I can give you a scenario where it happened for me. I had a SharePoint Content Editor web part that was exported as a .dwp (which has content wrapped in a CDATA) and needed to insert this into a Visual Studio deployment package, the target spot for this in the Elements.xml file is also a CDATA. It's a bit silly because it's just HTML in XML in XML but then it's SharePoint so silly is the normal state of being.
So just in case this leads someone else to this page I thought I'd summarise the solutions I came up with:
1) XML encode the inner CDATA so you don't need the inner CDATA. Might not always be practical but worked in my case.
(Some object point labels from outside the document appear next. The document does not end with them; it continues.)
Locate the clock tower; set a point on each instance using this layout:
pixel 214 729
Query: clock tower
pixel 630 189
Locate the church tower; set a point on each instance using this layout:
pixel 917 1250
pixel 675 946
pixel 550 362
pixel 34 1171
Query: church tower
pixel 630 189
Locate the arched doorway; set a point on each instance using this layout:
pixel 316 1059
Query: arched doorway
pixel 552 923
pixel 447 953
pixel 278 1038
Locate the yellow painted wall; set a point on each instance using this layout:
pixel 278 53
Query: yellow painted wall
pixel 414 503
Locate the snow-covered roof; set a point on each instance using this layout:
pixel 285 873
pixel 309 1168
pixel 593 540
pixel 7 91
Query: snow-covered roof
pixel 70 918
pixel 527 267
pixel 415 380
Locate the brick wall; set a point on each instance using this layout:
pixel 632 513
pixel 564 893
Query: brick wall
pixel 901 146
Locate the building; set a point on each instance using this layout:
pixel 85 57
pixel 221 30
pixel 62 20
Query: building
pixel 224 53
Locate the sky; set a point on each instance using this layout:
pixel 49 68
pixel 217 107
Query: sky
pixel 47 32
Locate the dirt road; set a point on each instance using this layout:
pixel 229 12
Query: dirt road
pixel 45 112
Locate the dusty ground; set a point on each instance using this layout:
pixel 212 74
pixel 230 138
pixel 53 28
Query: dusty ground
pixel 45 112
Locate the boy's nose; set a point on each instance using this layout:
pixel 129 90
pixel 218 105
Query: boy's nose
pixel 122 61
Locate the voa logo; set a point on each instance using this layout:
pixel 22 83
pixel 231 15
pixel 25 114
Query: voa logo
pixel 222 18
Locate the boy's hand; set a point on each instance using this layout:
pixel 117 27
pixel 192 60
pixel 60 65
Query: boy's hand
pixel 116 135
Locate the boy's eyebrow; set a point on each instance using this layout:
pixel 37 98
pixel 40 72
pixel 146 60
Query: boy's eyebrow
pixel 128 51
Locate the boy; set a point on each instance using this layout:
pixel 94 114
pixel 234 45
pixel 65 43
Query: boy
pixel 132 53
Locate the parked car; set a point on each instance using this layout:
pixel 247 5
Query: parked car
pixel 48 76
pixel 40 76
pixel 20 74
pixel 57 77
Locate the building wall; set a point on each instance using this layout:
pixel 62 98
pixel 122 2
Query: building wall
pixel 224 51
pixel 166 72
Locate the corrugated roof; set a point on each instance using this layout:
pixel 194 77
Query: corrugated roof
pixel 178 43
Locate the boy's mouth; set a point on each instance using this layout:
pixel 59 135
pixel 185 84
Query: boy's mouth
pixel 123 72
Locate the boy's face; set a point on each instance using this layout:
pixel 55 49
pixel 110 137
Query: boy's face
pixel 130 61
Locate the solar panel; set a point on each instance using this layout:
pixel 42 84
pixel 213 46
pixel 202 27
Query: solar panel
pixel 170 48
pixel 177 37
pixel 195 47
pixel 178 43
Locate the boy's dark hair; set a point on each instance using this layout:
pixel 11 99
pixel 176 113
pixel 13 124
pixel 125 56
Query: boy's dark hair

2) In this case there was a another option, move the content of the Content Editor web part to a separate file and link the Content Editor to that web part file. I guess this falls under the rethink your strategy approach.
3) The above idea of splitting the whole CDATA into three separate consecutive CDATAs. While this is a clever idea and would work for general cases, I'm not sure this would work in my case. This is because the content was going to be passed by 2 different processes, the deployer and then the page manager. The deployer needed to take the content of the outer CDATA and pass it whole to the page manager which would then take the content of the CDATA as a single element value. With the 3 CDATA approach the deployer would have treated the whole content as a single XML structure and so the HTML actually gets interpretted incorrectly. (I hope that makes sense).